1. Running. At least once a week throw in runs to improve your 2 mile speed. You want to do long sprints. I can’t emphasize this enough. The only way to get faster running is to run faster. The 2 mile run is not a long run but a long sprint.
If there is a track nearby, 1/2 lap, rest; 1 lap, rest; 2 laps, rest; 3 laps, rest; then work down. If no track, then use a block in your neighborhood. That will be close enough.
Do fartleks. That is where you go for a long run but intersperse sprints. Warm up for about 5 minutes. Then sprint for a set amount, rest for twice the amount. It can be a time- say sprint for 30 seconds, jog for 1 minutes. Or sprint for 2 light poles, jog for 4 light poles.
If there are hills nearby do hills. West Point is a fjord so there are few flat areas. The PT test is given on the long flat road on the Hudson. Do hill by sprinting a set distance, then walk down to your starting point.
2. Ruck marching. Don’t prepare for this by doing a bunch of rucking. It pounds your body. Maybe do 1 or 2 to get use to it. Get a rugged bag and throw some weight in it. Not too much- maybe 20 lbs to start.
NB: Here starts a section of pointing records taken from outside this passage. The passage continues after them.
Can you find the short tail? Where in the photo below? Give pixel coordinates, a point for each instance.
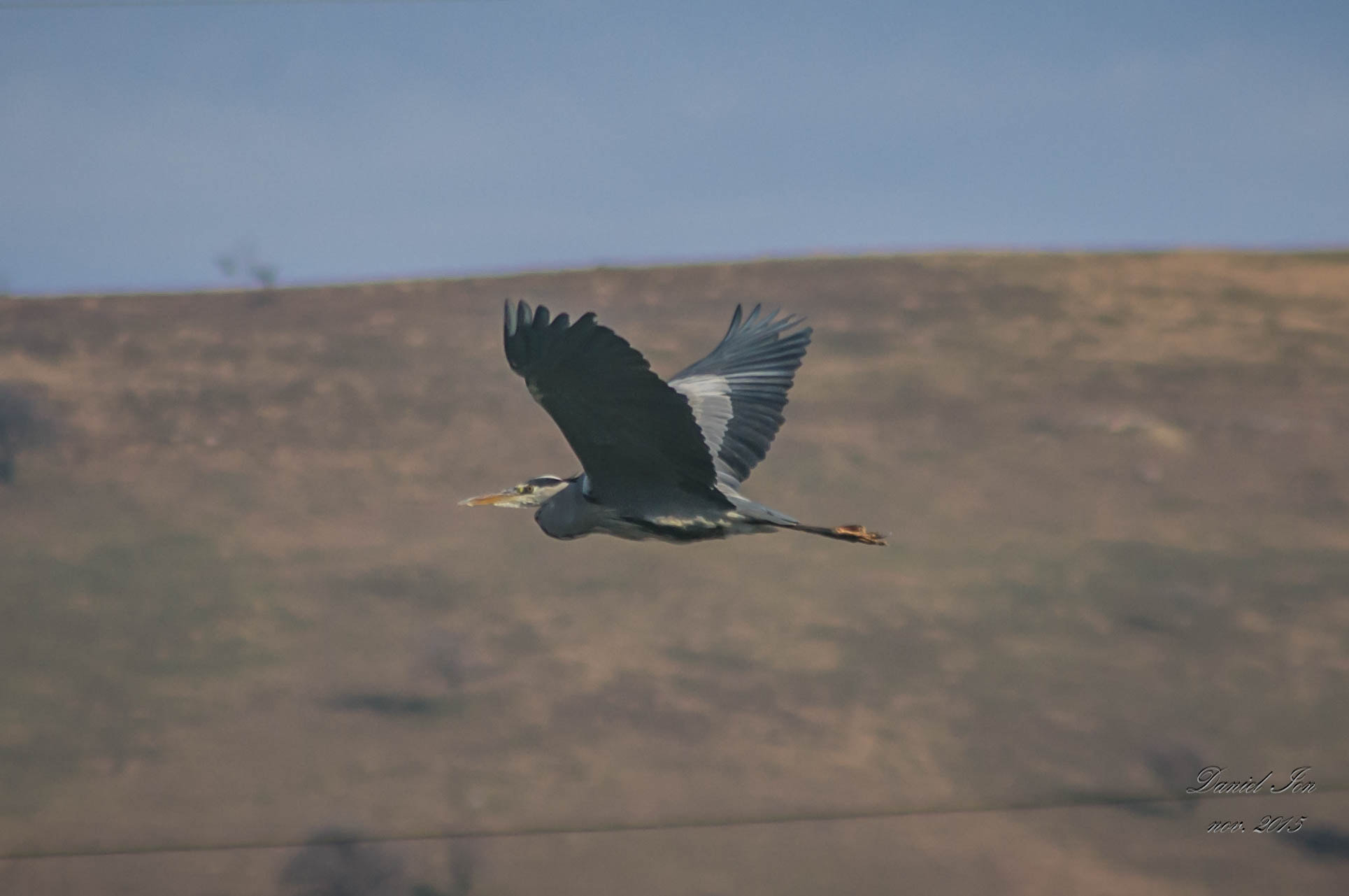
(857, 534)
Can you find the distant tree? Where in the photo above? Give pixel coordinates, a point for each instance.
(242, 262)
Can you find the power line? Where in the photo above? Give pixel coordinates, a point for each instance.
(166, 4)
(1100, 800)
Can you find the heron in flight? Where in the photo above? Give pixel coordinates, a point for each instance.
(660, 459)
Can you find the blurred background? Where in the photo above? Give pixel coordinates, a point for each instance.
(1080, 287)
(184, 143)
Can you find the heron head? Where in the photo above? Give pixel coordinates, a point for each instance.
(527, 495)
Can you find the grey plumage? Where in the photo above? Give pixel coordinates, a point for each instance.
(662, 459)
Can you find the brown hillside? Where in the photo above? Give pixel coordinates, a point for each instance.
(239, 604)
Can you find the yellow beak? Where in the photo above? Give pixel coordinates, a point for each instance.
(486, 499)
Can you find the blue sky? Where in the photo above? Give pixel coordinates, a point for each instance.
(374, 141)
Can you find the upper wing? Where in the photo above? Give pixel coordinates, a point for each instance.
(633, 434)
(738, 392)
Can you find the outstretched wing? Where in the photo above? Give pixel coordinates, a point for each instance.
(634, 435)
(740, 390)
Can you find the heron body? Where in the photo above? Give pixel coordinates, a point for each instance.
(660, 459)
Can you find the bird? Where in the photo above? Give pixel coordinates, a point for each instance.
(660, 459)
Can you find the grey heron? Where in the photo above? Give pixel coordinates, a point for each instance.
(660, 459)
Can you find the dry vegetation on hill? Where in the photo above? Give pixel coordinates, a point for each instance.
(241, 605)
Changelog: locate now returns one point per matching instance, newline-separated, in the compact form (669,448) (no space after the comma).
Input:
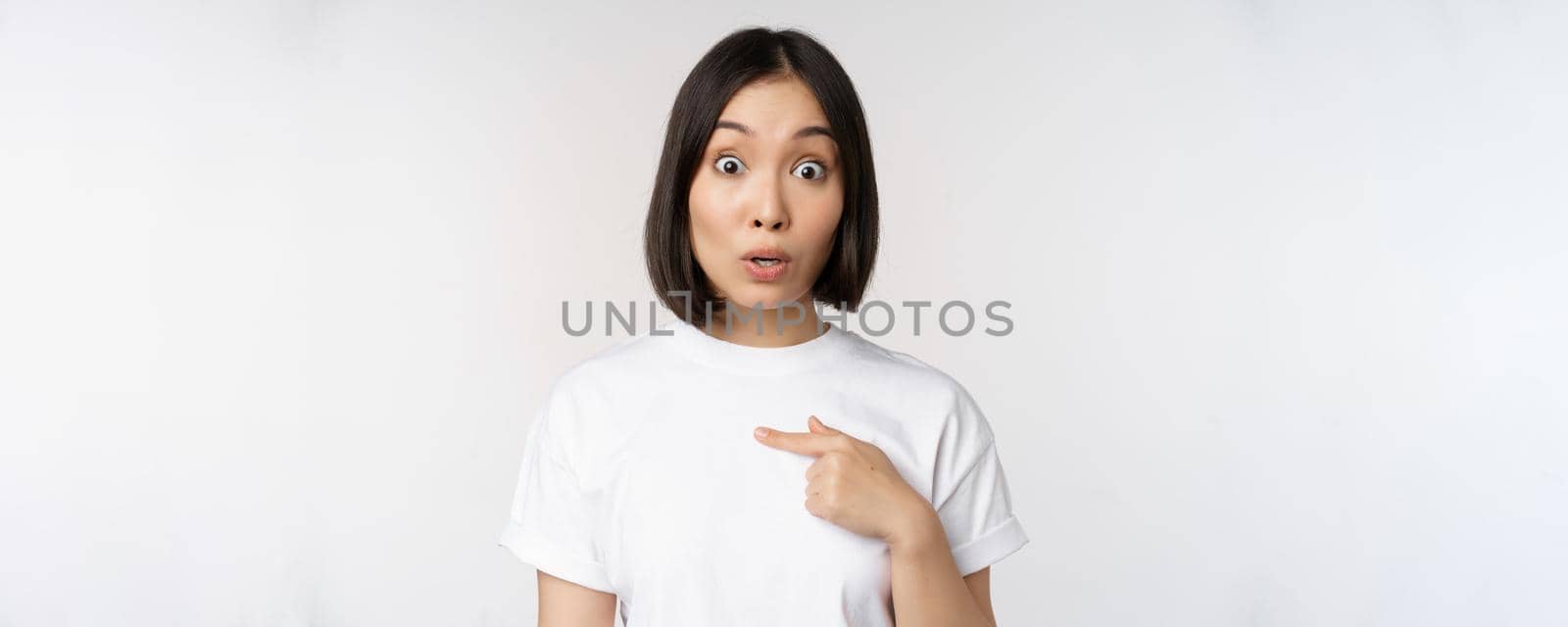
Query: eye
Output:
(729,165)
(811,169)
Make sure you wrap weights in a towel or something so they do hurt your back.
The best way to train for rucking is to hit the weight room and do some core weight training. Leg presses, squats, etc. You’re probably ok in this respect due to your rowing, but it doesn’t hurt to strengthen these areas. And I’d I mention there are hills at West Point? The ruck up Victor Constant has made tough Cadets cry.
Others were spot on for push ups, pull ups, and sit ups.
Remember to enjoy yourself as well in this time you have left. But yeah, being physically fit at the beginning helps.